The development of platinum alloys for jewellery applications by considering both the conventional and the advanced manufacturing techniques-review paper

¹ Department of Materials science and Metallurgical Engineering, University of Pretoria, Gauteng, South Africa
² Advanced Materials Division, MINTEK, Randburg, Gauteng, South Africa

Abstract

The thermophysical properties of platinum (Pt) and its alloys are key when deciding on jewellery fabrication or manufacturing techniques. They include the platinum alloys’ density, viscosity, melting point, thermal conductivity, reflectivity and surface tension as they directly impact traditional manufacturing practices compared to gold (Au) and silver (Ag). This review aims to assess the thermophysical properties of Pt and its alloys by considering their castability, printability and resulting physical and mechanical properties during jewellery platinum alloy development.

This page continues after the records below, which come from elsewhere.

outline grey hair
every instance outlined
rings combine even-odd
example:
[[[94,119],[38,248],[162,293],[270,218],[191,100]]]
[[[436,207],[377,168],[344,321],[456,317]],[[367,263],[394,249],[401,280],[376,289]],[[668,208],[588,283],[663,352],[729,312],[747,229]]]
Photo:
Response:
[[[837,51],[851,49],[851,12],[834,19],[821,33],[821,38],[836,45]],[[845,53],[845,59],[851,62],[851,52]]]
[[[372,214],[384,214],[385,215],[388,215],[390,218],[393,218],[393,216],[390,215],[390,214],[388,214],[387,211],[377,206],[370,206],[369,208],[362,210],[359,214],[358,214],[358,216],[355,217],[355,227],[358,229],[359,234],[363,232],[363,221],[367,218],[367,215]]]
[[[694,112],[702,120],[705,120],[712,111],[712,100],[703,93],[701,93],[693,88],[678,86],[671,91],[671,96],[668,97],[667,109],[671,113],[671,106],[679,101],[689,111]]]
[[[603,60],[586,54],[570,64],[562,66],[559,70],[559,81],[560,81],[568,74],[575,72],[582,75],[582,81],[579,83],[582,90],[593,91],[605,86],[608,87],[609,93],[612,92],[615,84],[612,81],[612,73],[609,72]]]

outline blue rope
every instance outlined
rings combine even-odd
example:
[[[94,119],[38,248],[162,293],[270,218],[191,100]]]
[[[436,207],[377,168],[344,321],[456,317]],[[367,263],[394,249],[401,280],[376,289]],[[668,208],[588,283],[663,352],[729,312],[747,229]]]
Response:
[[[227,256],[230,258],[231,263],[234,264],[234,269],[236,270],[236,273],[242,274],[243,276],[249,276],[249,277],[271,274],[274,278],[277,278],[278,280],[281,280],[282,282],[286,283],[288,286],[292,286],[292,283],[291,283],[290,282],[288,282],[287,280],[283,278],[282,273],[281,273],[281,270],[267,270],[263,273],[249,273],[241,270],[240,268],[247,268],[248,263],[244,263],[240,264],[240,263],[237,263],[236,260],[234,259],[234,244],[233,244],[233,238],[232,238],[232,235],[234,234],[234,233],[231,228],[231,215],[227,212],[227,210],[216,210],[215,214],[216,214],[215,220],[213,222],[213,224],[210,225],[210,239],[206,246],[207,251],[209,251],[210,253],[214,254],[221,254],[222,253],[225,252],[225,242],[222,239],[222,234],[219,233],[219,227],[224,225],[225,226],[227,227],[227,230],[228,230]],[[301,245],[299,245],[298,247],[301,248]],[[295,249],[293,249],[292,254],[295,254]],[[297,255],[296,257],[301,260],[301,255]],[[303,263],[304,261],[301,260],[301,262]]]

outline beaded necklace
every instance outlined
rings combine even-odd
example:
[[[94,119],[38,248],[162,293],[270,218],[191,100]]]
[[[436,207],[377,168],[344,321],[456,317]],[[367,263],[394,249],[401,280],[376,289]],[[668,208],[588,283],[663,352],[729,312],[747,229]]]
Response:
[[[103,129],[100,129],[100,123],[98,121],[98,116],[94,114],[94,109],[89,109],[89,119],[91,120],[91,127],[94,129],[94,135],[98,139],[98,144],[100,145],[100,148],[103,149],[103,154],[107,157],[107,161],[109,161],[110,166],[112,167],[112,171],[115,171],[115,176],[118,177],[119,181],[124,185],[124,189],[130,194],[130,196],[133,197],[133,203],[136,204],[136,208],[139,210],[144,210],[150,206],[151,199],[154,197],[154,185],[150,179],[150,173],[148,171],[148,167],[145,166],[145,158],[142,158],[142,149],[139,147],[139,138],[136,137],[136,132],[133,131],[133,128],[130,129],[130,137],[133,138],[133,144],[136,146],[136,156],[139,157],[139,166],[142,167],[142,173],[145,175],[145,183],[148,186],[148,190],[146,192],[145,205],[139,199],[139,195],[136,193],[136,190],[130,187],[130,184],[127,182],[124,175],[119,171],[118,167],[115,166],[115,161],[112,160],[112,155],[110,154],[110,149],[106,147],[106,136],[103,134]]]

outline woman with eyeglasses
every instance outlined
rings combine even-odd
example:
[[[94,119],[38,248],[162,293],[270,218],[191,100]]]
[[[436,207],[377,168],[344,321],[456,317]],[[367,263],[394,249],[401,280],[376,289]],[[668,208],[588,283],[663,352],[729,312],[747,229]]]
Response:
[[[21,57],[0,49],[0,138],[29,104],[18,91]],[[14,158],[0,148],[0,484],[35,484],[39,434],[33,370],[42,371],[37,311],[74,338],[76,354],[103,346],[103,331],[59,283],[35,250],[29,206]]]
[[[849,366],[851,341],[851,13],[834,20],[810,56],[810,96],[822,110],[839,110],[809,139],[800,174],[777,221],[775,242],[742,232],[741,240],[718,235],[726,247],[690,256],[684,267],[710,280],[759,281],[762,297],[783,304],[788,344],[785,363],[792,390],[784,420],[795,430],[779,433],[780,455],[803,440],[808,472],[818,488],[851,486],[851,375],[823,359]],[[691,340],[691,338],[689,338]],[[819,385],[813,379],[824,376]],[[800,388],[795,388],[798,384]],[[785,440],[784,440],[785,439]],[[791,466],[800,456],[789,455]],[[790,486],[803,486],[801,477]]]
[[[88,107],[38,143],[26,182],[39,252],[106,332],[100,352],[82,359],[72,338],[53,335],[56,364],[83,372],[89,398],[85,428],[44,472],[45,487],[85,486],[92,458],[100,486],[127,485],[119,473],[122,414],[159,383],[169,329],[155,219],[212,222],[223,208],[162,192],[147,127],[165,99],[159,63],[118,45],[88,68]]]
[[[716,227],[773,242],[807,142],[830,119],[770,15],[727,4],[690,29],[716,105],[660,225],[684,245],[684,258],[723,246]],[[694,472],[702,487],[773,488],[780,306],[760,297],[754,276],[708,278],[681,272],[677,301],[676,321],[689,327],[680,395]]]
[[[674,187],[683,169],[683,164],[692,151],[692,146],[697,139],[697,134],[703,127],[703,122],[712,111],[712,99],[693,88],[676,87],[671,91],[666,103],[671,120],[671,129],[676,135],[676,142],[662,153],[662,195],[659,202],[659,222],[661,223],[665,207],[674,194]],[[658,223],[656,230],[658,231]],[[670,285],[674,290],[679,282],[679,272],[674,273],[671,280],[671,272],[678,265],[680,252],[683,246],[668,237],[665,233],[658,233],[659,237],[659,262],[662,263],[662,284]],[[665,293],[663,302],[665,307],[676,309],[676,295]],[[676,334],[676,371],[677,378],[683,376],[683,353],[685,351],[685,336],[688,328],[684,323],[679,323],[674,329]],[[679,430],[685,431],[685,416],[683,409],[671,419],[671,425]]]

The alloying elements of interest include copper (Cu), iron (Fe), germanium (Ge), tungsten (W), manganese (Mn), vanadium (V), ruthenium (Ru), rhodium (Rh), iridium (Ir), tantalum (Ta), and titanium (Ti) and their influence on the Pt properties will also be evaluated. The review attempts to define which Pt alloys should perform best, particularly concerning the production methods such as the investment casting technique and 3D metal printing i.e. additive manufacturing technique typical of Laser Beam Powder Bed Fusion (LB-PBF).